A year after a gala reopening and an expensive building renovation, the tearoom at the Woman's Industrial Exchange will serve a last lunch today while the board that runs the historic Charles Street institution searches for a new restaurant operator.
The lunchroom, at Charles and Pleasant streets within sight of the Washington Monument, has been a bastion of old Baltimore cooking since the 19th century. It was locally renowned for its dainty chicken salad and tomato aspic platters served weekdays only, but business had been poor recently.
"It's a real tragedy for the city, very sad news," said former state Sen. Julian L. Lapides, an attorney who had lunch there several weeks ago. "The roll was not fresh and as good as it had been. The Exchange needs to bring back all the comfort foods it once had. I miss the floating island and lemon tarts and all the homemade desserts. I miss the old waitresses, too."
The 20-member board of directors, which runs the exchange, is seeking restaurateurs to take over the food service and lease the kitchen and dining area, which seats about 100.
Bit of old Baltimore
"It's a little bit of old Baltimore," said Helen Weiss, the new president of the 20-member all-volunteer board that runs the institution founded after the Civil War to enable impoverished, genteel women to sell their handmade goods anonymously.
"I personally see the Exchange as the poor man's Marconi's," Weiss said, referring to the white tablecloth West Saratoga Street restaurant also founded decades ago. "The Exchange is anachronistic and that's very Baltimore. We are going to make it."
The Exchange's sales room, where clothes and toys made by limited-income consignors are sold, will remain open throughout the restaurant's hiatus.

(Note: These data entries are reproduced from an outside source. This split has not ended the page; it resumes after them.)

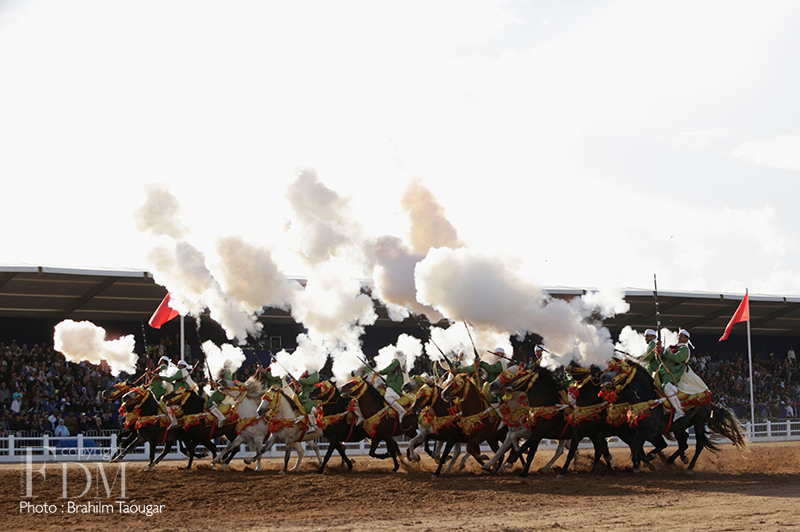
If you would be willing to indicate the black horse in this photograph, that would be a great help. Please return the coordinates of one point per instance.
(337, 422)
(590, 420)
(547, 415)
(654, 422)
(153, 426)
(477, 421)
(202, 430)
(379, 424)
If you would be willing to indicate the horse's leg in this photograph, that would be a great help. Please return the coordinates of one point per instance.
(447, 448)
(413, 444)
(682, 437)
(531, 445)
(557, 455)
(456, 453)
(131, 446)
(394, 452)
(437, 450)
(229, 452)
(488, 466)
(332, 444)
(573, 448)
(286, 456)
(374, 446)
(298, 447)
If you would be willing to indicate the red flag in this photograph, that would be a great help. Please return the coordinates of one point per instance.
(163, 314)
(742, 314)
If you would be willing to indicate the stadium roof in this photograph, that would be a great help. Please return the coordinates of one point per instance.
(121, 295)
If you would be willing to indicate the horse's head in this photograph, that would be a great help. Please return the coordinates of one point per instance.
(135, 397)
(456, 387)
(354, 388)
(323, 392)
(116, 391)
(176, 397)
(269, 398)
(426, 395)
(504, 377)
(415, 383)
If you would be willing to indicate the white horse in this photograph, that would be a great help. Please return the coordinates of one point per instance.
(517, 431)
(254, 434)
(412, 386)
(287, 426)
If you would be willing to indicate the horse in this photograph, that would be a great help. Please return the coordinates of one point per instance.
(478, 421)
(514, 413)
(250, 428)
(338, 423)
(149, 421)
(381, 422)
(546, 416)
(426, 392)
(438, 421)
(199, 426)
(631, 383)
(126, 435)
(287, 421)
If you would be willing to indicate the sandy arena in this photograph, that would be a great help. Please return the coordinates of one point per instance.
(728, 492)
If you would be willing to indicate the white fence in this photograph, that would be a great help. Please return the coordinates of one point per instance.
(15, 448)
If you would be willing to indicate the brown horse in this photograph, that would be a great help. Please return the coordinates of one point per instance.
(478, 422)
(381, 422)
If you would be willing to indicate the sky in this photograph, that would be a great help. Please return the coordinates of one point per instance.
(589, 144)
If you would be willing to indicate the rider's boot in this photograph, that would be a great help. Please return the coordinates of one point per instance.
(357, 410)
(671, 391)
(220, 418)
(400, 410)
(173, 420)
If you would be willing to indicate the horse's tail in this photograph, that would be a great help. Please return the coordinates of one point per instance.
(725, 423)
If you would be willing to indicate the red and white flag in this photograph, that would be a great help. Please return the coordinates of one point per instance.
(742, 314)
(163, 314)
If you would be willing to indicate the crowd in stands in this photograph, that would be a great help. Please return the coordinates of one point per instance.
(776, 390)
(41, 392)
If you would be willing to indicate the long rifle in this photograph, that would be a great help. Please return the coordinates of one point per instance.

In an announcement yesterday, the Women's Exchange said it "regrets that it will close the restaurant temporarily as of Monday, January 24 until we can find a new operator. We also regret losing our current operator, Roslyn DuPree and wish her the best in future endeavors."
Workers from Goodwill
DuPree, 47, leased the restaurant and began operations there in December 2003 after operating a coffee shop in the Rotunda shopping center in North Baltimore and working at Hampden's Cafe Hon. She said she felt she had complied with the Exchange's mission of helping those in need.
DuPree said she hired workers trained at Goodwill Industries as service staff. In the past year, she employed 25 people, many of whom left the Exchange and went on to other jobs, she said.

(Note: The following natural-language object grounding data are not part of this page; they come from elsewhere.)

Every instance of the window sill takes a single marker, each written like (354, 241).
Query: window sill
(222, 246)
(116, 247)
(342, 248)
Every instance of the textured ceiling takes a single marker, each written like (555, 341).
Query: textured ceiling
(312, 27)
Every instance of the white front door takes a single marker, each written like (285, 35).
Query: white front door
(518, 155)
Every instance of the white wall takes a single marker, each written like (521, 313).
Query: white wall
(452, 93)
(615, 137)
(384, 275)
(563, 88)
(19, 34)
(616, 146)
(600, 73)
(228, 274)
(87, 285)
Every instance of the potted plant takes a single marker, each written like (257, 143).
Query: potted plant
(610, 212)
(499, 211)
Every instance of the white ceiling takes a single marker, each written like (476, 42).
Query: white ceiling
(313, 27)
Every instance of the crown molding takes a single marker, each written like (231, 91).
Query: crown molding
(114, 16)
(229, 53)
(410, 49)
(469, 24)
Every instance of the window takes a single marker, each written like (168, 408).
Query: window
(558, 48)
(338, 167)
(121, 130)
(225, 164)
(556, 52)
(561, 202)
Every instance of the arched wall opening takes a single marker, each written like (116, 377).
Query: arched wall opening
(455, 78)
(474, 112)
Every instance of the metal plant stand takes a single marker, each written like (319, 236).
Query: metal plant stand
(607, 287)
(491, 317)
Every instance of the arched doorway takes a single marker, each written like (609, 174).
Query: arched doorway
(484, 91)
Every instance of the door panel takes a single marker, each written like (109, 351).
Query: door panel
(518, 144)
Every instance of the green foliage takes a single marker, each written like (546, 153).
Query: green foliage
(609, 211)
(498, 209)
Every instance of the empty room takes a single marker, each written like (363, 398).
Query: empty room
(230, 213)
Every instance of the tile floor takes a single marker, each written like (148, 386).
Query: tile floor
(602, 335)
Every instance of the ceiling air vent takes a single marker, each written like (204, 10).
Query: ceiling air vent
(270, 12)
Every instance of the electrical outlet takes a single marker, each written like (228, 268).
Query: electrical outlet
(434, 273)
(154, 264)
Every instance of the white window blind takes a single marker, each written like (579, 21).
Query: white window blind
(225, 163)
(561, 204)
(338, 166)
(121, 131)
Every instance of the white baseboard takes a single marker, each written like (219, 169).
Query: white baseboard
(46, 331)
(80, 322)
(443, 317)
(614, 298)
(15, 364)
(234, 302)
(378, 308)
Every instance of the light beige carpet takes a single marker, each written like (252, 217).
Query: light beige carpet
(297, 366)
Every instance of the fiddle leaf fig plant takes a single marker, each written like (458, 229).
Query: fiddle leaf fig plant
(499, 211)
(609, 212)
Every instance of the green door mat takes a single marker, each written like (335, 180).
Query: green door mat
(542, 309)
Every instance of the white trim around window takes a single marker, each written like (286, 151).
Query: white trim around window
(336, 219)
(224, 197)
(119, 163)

"The Exchange was a steppingstone for them to learn the ropes of the industry," DuPree said.
"I thought this was the mission of the Exchange and I thought I had done a good job."
Business drops off
DuPree said that patronage had begun to dwindle in February.
"The expectations of the old-time customers were not there. You can't rekindle the yester-years," DuPree said.
"I worked very hard. I was proud of my accomplishments and was sad to see it not succeed."
For many years, the Exchange board hired its own wait staff - many veterans of now-gone department store tea rooms - and cook. The menu featured homemade chicken dishes - including a well-received chicken soup and crab cake - often accompanied by the tomato aspic. Main dishes were accompanied by homemade rolls.
"The board of the Exchange has to run the restaurant itself," Lapides said. "Good local food will draw people. It's a case of if they serve it, they will come."
DuPree, who ran the restaurant for the past 14 months, said it was impossible to continue making all baked goods on the spot and some ready-made items, such as desserts that she purchased from food purveyors, were "really quite excellent."
Weiss said that while the tea room had been operating only for lunch recently, there were no prohibitions on a new operator keeping it open in the evening and on weekends.
"Charles Street is on the rebound in terms of restaurants, and we hope to reopen with a new operator," Weiss said. "The bread and butter of our business is the people who work downtown."
Not all its customers faulted the restaurant.
"The premises had been sharpened up," said longtime customer Howard Simpson, who lives in Roland Park. "I had a cup of soup and a salad, and it seemed about the same as always."
When the 19th-century Exchange building reopened in late 2003 after a $2 million renovation that included rehabbing seven apartments, modernizing bathrooms and adding an elevator, the changes eliminated a dumbwaiter and added a microwave to the stainless steel kitchen.
"We have to find the right person to embrace old Baltimore," Weiss said. "We have good traffic. I am confident we can do it again."